Solution to Exercise 14.1
Here is one solution:
# Test different grid sizes
p_values = [12, 13, 14, 15, 16]
results = []
for p_test in p_values:
I_test = 2**p_test
m_test = 0.05
# Discretize distributions
pmfs_test = []
for μ, σ in params[:6]:
_, pmf, x_test = discretize_lognormal(μ, σ, I_test, m_test)
pmfs_test.append(pmf)
# Add 8 copies of component type 7
μ7, σ7 = params[6]
_, pmf7, x_test = discretize_lognormal(μ7, σ7, I_test, m_test)
pmfs_test.extend([pmf7] * 8)
# Time the convolutions
with qe.Timer() as timer_test:
system_test = pmfs_test[0]
for pmf in pmfs_test[1:]:
system_test = fftconvolve(system_test, pmf)
# Compute median
cdf_test = np.cumsum(system_test)
median = x_test[find_nearest(cdf_test, 0.5)]
results.append([p_test, I_test,
f"{timer_test.elapsed:.4f}", f"{median:.7f}"])
print(tabulate(results,
headers=['p', 'Grid size (2^p)', 'Time (s)', 'Median'],
tablefmt='grid'))
0.53 seconds elapsed
1.21 seconds elapsed
3.33 seconds elapsed
7.70 seconds elapsed
17.17 seconds elapsed
+-----+-------------------+------------+----------+
| p | Grid size (2^p) | Time (s) | Median |
+=====+===================+============+==========+
| 12 | 4096 | 0.5255 | 260.5 |
+-----+-------------------+------------+----------+
| 13 | 8192 | 1.2149 | 260.55 |
+-----+-------------------+------------+----------+
| 14 | 16384 | 3.3313 | 260.55 |
+-----+-------------------+------------+----------+
| 15 | 32768 | 7.7027 | 260.55 |
+-----+-------------------+------------+----------+
| 16 | 65536 | 17.174 | 260.55 |
+-----+-------------------+------------+----------+
The results typically show the following trade-offs:
Larger grid sizes provide better accuracy but increase computation time
The relationship between \(p\) and computation time is roughly linear for FFT-based convolution
Beyond \(p = 13\), the accuracy gains diminish while computational cost continues to grow
For this application, \(p = 13\) provides a good balance between accuracy and efficiency
Exercise 14.2
The rare event approximation assumes that \(P(A_i) P(A_j)\) is negligible compared to \(P(A_i) + P(A_j)\).
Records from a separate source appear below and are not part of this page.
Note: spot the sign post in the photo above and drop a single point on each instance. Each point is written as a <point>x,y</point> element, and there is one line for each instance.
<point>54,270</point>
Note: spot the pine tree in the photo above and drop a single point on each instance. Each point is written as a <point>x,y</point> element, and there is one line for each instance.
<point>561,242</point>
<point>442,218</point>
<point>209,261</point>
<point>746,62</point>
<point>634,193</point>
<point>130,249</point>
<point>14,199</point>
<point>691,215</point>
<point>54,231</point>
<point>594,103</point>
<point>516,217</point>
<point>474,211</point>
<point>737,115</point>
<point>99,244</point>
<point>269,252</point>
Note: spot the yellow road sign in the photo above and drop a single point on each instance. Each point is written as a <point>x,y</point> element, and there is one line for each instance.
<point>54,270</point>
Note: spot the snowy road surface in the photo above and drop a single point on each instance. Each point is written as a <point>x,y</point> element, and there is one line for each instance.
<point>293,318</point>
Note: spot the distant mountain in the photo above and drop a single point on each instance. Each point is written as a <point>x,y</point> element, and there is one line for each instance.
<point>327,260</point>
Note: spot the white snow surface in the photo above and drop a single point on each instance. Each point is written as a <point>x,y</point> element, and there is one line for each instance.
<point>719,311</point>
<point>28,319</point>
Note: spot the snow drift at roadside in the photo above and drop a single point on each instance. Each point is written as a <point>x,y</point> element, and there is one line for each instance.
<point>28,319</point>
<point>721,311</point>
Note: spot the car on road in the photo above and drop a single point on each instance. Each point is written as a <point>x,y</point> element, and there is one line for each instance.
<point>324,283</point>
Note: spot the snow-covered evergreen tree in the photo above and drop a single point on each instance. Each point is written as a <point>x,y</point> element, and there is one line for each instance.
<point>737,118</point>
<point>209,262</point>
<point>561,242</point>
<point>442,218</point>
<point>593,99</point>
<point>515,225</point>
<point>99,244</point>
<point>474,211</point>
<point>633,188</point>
Using the computed distribution, calculate the expected value of the system failure rate and compare it to the sum of the expected values of the individual component failure rates.
How good is the rare event approximation in this case?
Solution to Exercise 14.2
Here is one solution:
# Create extended grid for the convolution result
x_extended = np.arange(0, len(system_pmf) * m, m)
E_system = np.sum(x_extended * system_pmf)
# Compute sum of individual expected values
component_means = [np.exp(μ + 0.5 * σ**2) for μ, σ in params[:6]]
# Add 8 components of type 7
μ7, σ7 = params[6]
component_means.extend([np.exp(μ7 + 0.5 * σ7**2)] * 8)
E_sum = sum(component_means)
print(f"Expected system failure rate: {E_system:.3f} × 10^-9")
print(f"Sum of component expected failure rates: {E_sum:.3f} × 10^-9")
print(f"Relative difference: {100 * abs(E_system - E_sum) / E_sum:.2f}%")
Expected system failure rate: 338.120 × 10^-9
Sum of component expected failure rates: 338.012 × 10^-9
Relative difference: 0.03%
The rare event approximation works well when failure probabilities are small.
The expected value of the sum equals the sum of the expected values (by linearity of expectation), so these should match closely regardless of the rare event approximation.